Important note here: since “Single Rotation” universe is not invariant under mirror flips and translations by an odd amount, it is important to correctly align the pattern to the blocks.
In the Reversible Cellular Automata, every non-growing pattern that is not a spaceship is an oscillator. It is easy to prove that under the rule with population conservation, every pattern is either an oscillator, a spaceship or will eventually evolve in the combination of the first two.
The smallest oscillator is a single cell, which have period 4 and rotates clockwise or counter-clockwise depending on the initial position. There are 2 possible 2-cell oscillators and several 3-cell ones.
Indestructible Still lifes (period-1 oscillators)
Still lifes are easy to construct in the “Single Rotation” rule: construct a pattern that have 2 or more alive cells in every block, regardless of the subdivision phase.
Interestingly, such patterns are indestructible: no interaction could ever change them. Since the rule is time-reversible, indestructibility leads to inconstructibility: such patterns could never arise during interaction.
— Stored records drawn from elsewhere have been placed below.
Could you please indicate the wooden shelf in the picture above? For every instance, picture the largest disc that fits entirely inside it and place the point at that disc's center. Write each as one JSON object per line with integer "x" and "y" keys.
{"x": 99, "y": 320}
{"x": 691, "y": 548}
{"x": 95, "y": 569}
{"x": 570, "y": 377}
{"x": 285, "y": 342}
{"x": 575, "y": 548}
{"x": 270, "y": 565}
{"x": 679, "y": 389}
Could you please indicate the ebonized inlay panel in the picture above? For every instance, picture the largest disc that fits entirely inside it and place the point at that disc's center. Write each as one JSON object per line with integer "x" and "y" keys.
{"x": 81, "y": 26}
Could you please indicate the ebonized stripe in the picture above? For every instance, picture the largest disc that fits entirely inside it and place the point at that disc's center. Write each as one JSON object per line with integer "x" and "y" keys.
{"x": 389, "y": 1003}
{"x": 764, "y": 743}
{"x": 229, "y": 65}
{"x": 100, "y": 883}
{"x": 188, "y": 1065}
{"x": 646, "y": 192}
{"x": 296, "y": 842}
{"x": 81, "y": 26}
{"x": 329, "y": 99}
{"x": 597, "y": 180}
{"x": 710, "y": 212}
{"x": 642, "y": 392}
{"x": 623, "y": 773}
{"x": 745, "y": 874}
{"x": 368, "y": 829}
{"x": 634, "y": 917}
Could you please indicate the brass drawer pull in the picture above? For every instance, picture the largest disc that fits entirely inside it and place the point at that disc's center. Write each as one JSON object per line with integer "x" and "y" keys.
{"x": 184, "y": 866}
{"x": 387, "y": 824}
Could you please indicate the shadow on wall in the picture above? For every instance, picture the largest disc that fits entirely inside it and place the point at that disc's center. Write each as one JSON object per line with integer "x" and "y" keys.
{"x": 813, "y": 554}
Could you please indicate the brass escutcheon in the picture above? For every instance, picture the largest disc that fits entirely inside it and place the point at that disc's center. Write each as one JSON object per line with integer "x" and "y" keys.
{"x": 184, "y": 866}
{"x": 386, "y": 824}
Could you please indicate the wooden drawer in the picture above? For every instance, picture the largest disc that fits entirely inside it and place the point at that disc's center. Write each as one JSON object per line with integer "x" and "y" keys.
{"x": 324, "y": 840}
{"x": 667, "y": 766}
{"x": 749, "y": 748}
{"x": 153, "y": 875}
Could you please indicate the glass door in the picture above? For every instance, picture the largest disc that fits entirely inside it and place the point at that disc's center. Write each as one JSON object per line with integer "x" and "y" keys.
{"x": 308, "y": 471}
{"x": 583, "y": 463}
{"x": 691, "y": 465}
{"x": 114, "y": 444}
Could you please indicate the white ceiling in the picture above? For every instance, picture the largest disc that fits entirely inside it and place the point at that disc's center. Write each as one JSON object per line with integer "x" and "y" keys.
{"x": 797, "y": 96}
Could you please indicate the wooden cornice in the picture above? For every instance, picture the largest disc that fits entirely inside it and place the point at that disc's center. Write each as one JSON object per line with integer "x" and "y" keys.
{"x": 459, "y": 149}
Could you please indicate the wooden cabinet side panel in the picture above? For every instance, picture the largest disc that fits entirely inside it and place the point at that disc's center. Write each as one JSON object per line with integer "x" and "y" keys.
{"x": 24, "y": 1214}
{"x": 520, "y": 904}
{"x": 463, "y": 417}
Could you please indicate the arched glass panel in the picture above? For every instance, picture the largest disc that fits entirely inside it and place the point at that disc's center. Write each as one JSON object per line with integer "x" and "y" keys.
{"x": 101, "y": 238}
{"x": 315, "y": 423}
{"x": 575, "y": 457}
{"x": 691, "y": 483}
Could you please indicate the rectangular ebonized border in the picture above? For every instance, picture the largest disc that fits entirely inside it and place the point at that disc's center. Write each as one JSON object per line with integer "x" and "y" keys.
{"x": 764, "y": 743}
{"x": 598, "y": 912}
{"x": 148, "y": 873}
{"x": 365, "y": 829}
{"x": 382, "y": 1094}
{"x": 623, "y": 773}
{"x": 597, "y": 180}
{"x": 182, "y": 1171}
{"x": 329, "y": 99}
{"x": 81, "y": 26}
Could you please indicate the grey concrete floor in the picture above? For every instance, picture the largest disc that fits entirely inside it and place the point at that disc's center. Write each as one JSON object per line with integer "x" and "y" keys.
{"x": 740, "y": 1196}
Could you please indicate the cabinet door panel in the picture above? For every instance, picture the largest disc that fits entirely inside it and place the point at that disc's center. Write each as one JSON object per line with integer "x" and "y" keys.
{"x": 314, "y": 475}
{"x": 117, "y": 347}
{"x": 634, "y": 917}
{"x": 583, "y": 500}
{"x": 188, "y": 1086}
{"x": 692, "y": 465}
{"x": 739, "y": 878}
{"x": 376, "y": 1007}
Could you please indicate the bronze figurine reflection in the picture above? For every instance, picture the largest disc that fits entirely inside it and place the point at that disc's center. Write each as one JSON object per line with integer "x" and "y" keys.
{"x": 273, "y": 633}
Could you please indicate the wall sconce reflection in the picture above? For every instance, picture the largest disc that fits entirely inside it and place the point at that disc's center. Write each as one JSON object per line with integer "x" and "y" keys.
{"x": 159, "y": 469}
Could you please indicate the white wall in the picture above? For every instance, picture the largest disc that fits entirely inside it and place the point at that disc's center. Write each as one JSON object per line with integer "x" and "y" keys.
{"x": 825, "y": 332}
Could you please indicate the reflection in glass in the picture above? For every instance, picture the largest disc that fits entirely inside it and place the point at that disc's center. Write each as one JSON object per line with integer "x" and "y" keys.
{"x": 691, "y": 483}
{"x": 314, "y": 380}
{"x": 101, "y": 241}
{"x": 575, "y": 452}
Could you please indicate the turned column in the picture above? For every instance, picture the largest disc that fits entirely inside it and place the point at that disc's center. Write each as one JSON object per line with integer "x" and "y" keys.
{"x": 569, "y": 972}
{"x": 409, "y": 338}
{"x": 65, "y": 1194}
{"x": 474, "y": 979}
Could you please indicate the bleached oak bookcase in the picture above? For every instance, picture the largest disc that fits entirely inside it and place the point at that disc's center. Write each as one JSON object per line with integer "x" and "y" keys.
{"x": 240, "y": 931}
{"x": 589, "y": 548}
Static lifes can be used to construct impenetrable walls, enclosing parts of the field. When a spaceship collides with such indestructible object, it gets “smashed” into a cloud of chaotically moving cells that are orbiting the obstacle's indestructible core, but then this cloud inevitably produces another spaceship. See example:
In this experiment, lightest orthogonal spaceship collides with a static life and “bounces” from it. It is not a coincidence, there is a general property that can be formulated as a theorem, similar to the previous one:
Theorem:Note that the kind of the spaceship can change during the interaction (in the animation above it does not change though). There is one difference with a previous theorem regarding the single-cell collision: position of the single cell can change, but position of the still life would be exactly the same.
In the “Single Rotation” cellular automaton, collision of a lightest spaceship with a static life always produces another lightest spaceship and the same static life.
There are several other theorems about the “Single Rotation” universe. I'll write about them later. Maybe.
Code and Programs
Animated SVG demo
It does not simply plays the animation, it actually simulates the automaton, and the initial pattern as well as other animation parameters can be specified via URL arguments. See some examples:
- The second fastest orthogonal spaceship, played without intermediate animation steps.
The lightest spaceship “F” (slowest), played quickly without intermediate steps.
You'll need to wait 368 steps to see it translated by 2 cells.
- The fastest orthogonal spaceship “A”. With the same speed settings as the previous one.
- The same, but slower and including intermediate animation steps.
- A rare heavy diagonal 9-cell spaceship.
SVG demo should work in the most of the modern browsers, desktop and mobile.